DONALD TRUMP KILLED MY BROTHER
Man, I feel her. My brother and I stopped at a steakhouse outside Phoenix about this time of the year 30 years ago.
We had been seeing heat waves rise off the pavement on the interstate, mirages. It was as hot as a pistol and my VW sedan—no cruise, no AC, leatherette upholstery that stuck to our skin.
As we left the air conditioned restaurant, the heat almost dropped us. Here’s the really tragic global-warming part. Bro’ forgot to use a bandana to open the chrome door handle on my Beetle. It was so hot he was instantly vaporized, thanks to Donald Trump.
Then I saw Wile E. Coyote chasing the Roadrunner and they were walking. Both are endangered species.
Why oh why didn’t young Donald Trump cool things down?
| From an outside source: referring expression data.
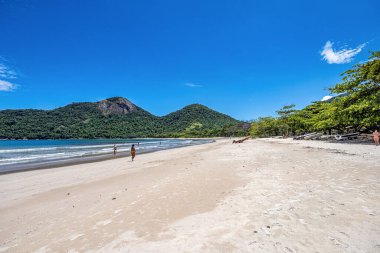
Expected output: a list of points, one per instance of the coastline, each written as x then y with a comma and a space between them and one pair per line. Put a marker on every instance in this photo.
263, 195
82, 160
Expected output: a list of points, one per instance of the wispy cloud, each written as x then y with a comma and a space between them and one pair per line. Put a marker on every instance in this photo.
343, 55
326, 98
7, 86
6, 75
193, 85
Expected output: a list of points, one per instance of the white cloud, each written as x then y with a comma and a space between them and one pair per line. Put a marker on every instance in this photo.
326, 98
193, 85
344, 55
5, 75
6, 86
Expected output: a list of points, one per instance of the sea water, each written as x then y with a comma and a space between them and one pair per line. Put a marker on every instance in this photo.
16, 153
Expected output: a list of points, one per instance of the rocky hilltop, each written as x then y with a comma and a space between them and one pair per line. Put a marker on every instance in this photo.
116, 105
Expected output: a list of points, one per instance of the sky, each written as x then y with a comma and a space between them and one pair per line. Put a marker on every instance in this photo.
244, 58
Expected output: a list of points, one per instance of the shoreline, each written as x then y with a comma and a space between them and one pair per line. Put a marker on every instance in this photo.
264, 195
79, 160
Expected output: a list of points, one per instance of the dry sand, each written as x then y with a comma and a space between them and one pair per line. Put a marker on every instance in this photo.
259, 196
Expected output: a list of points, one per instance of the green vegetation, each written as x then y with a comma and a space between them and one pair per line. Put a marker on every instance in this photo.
356, 106
87, 120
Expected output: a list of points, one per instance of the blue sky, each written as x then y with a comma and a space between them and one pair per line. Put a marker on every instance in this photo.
243, 58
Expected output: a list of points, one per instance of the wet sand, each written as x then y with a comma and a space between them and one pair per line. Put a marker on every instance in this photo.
259, 196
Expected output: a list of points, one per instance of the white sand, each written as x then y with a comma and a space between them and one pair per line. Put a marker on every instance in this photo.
259, 196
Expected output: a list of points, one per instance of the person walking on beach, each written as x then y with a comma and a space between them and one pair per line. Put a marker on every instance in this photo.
376, 137
114, 150
133, 152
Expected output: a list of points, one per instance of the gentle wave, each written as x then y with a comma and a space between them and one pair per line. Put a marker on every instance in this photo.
23, 155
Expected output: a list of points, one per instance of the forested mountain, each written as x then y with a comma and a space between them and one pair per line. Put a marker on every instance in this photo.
115, 118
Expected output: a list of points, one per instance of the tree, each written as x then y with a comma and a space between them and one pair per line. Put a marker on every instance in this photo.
360, 105
288, 123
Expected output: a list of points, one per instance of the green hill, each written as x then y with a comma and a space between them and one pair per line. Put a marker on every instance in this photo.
115, 118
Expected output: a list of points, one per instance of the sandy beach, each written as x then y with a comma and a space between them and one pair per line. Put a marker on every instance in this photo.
266, 195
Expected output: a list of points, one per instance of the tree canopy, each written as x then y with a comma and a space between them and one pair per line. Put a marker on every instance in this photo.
355, 104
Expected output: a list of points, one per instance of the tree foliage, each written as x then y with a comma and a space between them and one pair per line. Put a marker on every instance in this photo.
356, 105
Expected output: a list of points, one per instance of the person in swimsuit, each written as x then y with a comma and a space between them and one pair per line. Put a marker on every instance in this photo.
376, 137
133, 152
114, 150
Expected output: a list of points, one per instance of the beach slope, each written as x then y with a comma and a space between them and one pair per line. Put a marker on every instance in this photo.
259, 196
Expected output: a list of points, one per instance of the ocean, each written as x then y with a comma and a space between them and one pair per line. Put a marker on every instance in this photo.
30, 154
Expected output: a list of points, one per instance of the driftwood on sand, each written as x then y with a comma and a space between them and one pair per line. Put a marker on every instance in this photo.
241, 141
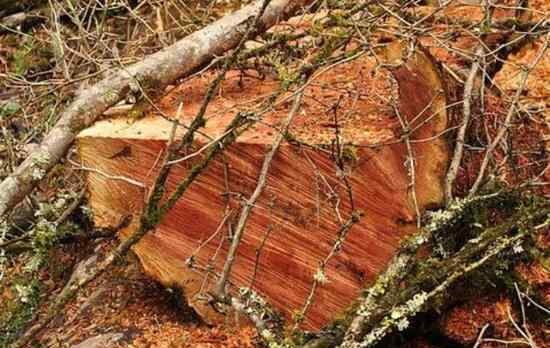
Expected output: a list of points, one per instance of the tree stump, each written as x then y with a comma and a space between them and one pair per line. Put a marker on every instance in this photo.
294, 225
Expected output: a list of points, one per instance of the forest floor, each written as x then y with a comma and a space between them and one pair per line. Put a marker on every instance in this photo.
125, 301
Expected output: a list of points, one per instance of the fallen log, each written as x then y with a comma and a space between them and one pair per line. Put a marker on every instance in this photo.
149, 75
295, 222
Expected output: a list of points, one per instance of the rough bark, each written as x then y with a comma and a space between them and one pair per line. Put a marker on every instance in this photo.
161, 68
294, 226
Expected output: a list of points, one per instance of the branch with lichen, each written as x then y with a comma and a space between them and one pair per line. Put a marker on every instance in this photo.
409, 285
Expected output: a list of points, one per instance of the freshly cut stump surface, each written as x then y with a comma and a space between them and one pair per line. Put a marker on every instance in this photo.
294, 224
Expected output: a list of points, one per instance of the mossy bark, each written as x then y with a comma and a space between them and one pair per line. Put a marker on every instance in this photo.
412, 284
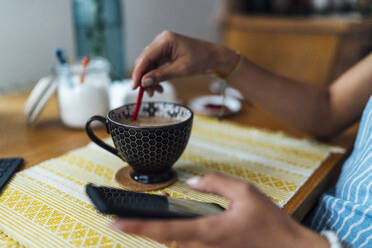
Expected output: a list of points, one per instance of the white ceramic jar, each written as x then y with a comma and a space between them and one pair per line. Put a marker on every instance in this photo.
79, 101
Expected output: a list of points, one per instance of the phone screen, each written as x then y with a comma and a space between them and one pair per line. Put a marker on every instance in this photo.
130, 204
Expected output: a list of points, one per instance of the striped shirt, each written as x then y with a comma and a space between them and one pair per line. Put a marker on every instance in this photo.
347, 208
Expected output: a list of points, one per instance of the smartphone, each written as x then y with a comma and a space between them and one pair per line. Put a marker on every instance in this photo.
130, 204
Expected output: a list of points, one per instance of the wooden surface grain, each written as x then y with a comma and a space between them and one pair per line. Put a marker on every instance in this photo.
306, 49
48, 138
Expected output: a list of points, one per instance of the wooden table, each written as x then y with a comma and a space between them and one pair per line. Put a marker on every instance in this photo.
48, 138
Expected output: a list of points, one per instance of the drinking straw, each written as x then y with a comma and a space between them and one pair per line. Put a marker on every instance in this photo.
62, 60
138, 104
222, 110
84, 63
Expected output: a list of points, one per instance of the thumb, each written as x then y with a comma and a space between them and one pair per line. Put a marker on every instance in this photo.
222, 185
163, 73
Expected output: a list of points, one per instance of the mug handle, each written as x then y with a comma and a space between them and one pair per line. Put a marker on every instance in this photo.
97, 140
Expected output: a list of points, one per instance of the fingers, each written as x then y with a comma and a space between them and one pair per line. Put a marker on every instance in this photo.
166, 72
156, 53
163, 231
151, 90
216, 183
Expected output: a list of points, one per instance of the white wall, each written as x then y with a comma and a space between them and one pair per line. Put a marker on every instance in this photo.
29, 33
144, 19
31, 30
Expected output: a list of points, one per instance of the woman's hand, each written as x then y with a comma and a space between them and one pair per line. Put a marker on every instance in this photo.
252, 220
173, 55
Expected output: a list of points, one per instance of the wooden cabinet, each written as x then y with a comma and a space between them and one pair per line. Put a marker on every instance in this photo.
311, 50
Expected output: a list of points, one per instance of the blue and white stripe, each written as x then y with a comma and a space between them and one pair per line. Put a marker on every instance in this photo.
347, 209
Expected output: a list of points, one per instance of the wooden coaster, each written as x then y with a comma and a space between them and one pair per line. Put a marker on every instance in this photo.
123, 178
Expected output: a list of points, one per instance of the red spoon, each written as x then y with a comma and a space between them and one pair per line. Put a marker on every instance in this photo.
138, 104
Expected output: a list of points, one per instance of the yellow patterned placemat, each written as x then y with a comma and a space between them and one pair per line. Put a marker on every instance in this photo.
46, 205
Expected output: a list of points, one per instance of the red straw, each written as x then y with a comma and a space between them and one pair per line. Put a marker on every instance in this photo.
84, 62
138, 104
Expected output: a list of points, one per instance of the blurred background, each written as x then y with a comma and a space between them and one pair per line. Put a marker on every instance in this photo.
309, 40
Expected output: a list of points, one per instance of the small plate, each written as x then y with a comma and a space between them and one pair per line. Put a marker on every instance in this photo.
211, 105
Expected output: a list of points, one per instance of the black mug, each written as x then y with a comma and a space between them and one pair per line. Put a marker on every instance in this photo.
151, 151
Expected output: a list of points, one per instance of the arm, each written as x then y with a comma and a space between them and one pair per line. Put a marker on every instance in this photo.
320, 112
252, 220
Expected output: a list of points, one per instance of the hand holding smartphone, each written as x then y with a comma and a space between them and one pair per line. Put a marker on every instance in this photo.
130, 204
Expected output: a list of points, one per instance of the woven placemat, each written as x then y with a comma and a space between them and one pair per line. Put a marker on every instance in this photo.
46, 205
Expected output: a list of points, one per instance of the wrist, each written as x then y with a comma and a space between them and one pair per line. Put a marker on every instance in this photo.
225, 61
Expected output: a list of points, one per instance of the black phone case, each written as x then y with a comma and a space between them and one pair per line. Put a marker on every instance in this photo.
129, 204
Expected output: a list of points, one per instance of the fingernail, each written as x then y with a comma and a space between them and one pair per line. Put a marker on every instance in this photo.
148, 82
193, 180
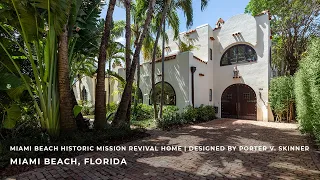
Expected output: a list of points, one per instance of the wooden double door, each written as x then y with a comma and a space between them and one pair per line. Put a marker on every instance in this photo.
239, 101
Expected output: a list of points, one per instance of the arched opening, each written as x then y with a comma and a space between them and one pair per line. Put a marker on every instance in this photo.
238, 54
84, 94
239, 101
140, 96
169, 94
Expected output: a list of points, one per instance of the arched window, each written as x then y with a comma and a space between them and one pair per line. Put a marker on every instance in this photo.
169, 94
84, 94
140, 96
238, 54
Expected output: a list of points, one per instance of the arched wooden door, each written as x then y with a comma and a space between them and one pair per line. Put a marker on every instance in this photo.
239, 101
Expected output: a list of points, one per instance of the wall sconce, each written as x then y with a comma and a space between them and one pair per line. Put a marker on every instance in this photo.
236, 34
236, 72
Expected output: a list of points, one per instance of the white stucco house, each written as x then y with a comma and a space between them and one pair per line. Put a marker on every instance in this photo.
230, 68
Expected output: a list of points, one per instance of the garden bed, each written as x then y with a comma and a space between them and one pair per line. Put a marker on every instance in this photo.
93, 138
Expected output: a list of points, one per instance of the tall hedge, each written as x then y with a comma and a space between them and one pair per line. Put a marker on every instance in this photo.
281, 96
307, 90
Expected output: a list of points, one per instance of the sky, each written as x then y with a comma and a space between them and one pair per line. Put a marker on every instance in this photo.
224, 9
216, 9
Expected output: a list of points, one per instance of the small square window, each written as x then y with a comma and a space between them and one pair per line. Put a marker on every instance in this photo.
246, 96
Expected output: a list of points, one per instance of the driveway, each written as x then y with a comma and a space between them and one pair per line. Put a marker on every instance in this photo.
242, 164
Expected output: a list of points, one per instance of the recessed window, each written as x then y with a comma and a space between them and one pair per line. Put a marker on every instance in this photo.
238, 54
169, 94
229, 96
140, 97
246, 96
84, 94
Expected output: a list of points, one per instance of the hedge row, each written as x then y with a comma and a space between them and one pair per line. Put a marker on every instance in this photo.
307, 90
282, 97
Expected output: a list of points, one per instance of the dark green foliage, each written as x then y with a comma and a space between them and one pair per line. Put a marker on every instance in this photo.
281, 96
170, 110
307, 90
143, 112
33, 136
189, 115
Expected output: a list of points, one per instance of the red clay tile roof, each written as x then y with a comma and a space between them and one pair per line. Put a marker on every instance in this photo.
171, 57
263, 13
191, 31
220, 20
200, 59
216, 28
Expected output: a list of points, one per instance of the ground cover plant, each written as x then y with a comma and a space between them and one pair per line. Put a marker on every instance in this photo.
281, 97
189, 115
307, 91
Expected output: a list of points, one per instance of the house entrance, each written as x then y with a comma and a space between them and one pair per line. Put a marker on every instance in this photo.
239, 101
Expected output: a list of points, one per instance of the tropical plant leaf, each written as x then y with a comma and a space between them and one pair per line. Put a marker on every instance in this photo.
8, 81
13, 115
76, 110
15, 93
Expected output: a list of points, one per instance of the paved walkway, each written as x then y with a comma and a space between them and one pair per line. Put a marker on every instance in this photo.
202, 165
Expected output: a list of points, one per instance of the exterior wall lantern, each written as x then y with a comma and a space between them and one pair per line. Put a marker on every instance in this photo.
236, 72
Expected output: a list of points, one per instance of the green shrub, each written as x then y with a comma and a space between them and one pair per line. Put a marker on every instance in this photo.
112, 107
87, 108
143, 112
189, 115
170, 110
281, 96
170, 121
307, 87
205, 113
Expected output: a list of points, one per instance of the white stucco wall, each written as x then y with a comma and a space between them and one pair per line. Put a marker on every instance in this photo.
90, 84
254, 31
255, 74
176, 74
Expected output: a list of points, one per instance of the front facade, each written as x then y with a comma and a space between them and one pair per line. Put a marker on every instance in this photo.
229, 68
Now we’re dooomed ..... DOOOOOOOOMED and stuck in this living Outer Limits/Twilight Zone hey diddly h-e-double hockey sticks.
Until this week it has seemed cooler than normal where I live. It is the normal time of year for it to be hot; not sure if she knows what a desert is...
The media likes to be dramatic about the heat, constantly posting temperatures, every other report is something related to the heat. Years ago people just dealt with summer heat or moved if they didn’t want to deal with it.